(Reuters) - Greece may have avoided crashing out of the euro for now by agreeing to creditors’ demands for sweeping reforms in return for cash, but economists are split on whether the deal is good for either party or even if ‘Grexit’ is off the table.
Greek Prime Minister Alexis Tsipras, in a U-turn from his leftist policies, bowed to lenders on Monday and agreed to enact crushing reforms, raise taxes, deepen austerity and sell public assets while surrendering sovereignty to outside supervision.
In exchange, Athens’ German-led creditors agreed to fund it to keep its banks and economy afloat while talks resume for a third bailout estimated at 86 billion euros.
But the size of the cutbacks, lofty privatization targets and stipulation that Athens must keep lenders informed even for public policy matters stunned financial markets and Tsipras’ Syriza party, which won power promising to end austerity.
A Reuters poll of nearly 60 economists conducted in the 24 hours after news of the agreement broke showed they were skeptical whether the deal was good for both Greece and Europe.
“For Greece it’s the only deal - with a gun to their head they have to accept. For the rest of the euro zone it’s the only thinkable solution,” said Christian Lips, economist at NordLB.
Greece needs 7 billion euros by July 20 to pay the ECB and 12 billion euros by mid-August when another ECB payment falls due. Its banking system has remained shut since last week and is teetering on the verge of collapse.
The latest agreement requires the Greek parliament to ratify the whole package by Wednesday and pass legislation to increase taxes, cut pensions and set aside 50 billion euros of public sector assets for sale under foreign supervision.
The problem is Greece may not have enough to sell.
A two-thirds majority in the poll, 35 of 53 economists, said Greece does not have assets worth 50 billion euros that it could feasibly privatize.
That amount is roughly a fifth of the economy and a previous attempt to raise half that much ended poorly when Athens managed to sell just a fraction of what was forecast.
“Fifty billion is very optimistic,” said Nick Stamenkovic, economist at RIA Capital Markets.
Another asked: “What are they going to do, sell Crete?”
The deal, finalised early on Monday after all-night talks, also does very little to ease Greece’s massive debt pile, which is nearly two times the size of its economy and was one of the main points on which negotiations had stalled last month.
Under the new agreement, some sort of restructuring by way of extended maturities or lower interest rates could be considered only if Greece convinces its European partners that it is serious about implementing all agreed reforms.
An overwhelming majority of economists in the poll, 54 of 58, said Greece needed some form of debt relief for its fiscal position and economy to be sustainable.
“It doesn’t solve at all Greece’s fundamental problem of unsustainably high debt,” said Jonathan Loynes, chief European economist at Capital Economics, of the deal agreed.

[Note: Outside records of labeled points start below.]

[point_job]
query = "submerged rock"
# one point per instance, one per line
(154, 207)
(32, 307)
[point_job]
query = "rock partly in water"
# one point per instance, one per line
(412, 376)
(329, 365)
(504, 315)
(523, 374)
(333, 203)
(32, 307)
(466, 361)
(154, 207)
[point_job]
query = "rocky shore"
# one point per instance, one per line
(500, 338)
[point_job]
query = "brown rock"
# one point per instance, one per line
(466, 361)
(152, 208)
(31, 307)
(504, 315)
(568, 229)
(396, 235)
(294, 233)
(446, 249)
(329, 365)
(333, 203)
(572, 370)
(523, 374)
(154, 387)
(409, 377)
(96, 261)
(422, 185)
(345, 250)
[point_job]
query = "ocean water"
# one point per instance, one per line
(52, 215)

“So I think it will quickly become clear that Greece still needs to leave the euro zone in order to undergo a bigger debt writedown and to improve its competitiveness.”
Loynes is one of only nine economists polled who are still forecasting at least a 50 percent chance Greece leaves the euro.
The wider consensus for the likelihood of ‘Grexit’ has dropped to 30 percent, significantly lower than last week’s 55 percent, which was the highest median probability in years of Reuters polls asking the same question.
Still, the risk is only back to where it was in mid-June.
Perhaps another reason for the still-high probability of ‘Grexit’ was the inclusion of a “time-out” in the Eurogroup document prepared just before final negotiations resumed that meant Greece could step out of the euro temporarily.
While Germany eventually dropped a proposal that many said resembled a forced ejection, its mention in an official document chips away at the concept of a united European Monetary Union, membership of which has so far been considered irreversible.
A slight majority of economists in the poll said making a temporary exit from the euro zone a possibility had put the currency union at serious risk.
“The revelation a country can not only leave the euro zone but possibly leave it for a period, undergo a debt restructuring and a currency devaluation and then go back in again, I think potentially has moral hazard risks attached to it,” added Capital Economics’ Loynes.
“Other countries might now know that is an option if they hold out negotiations.”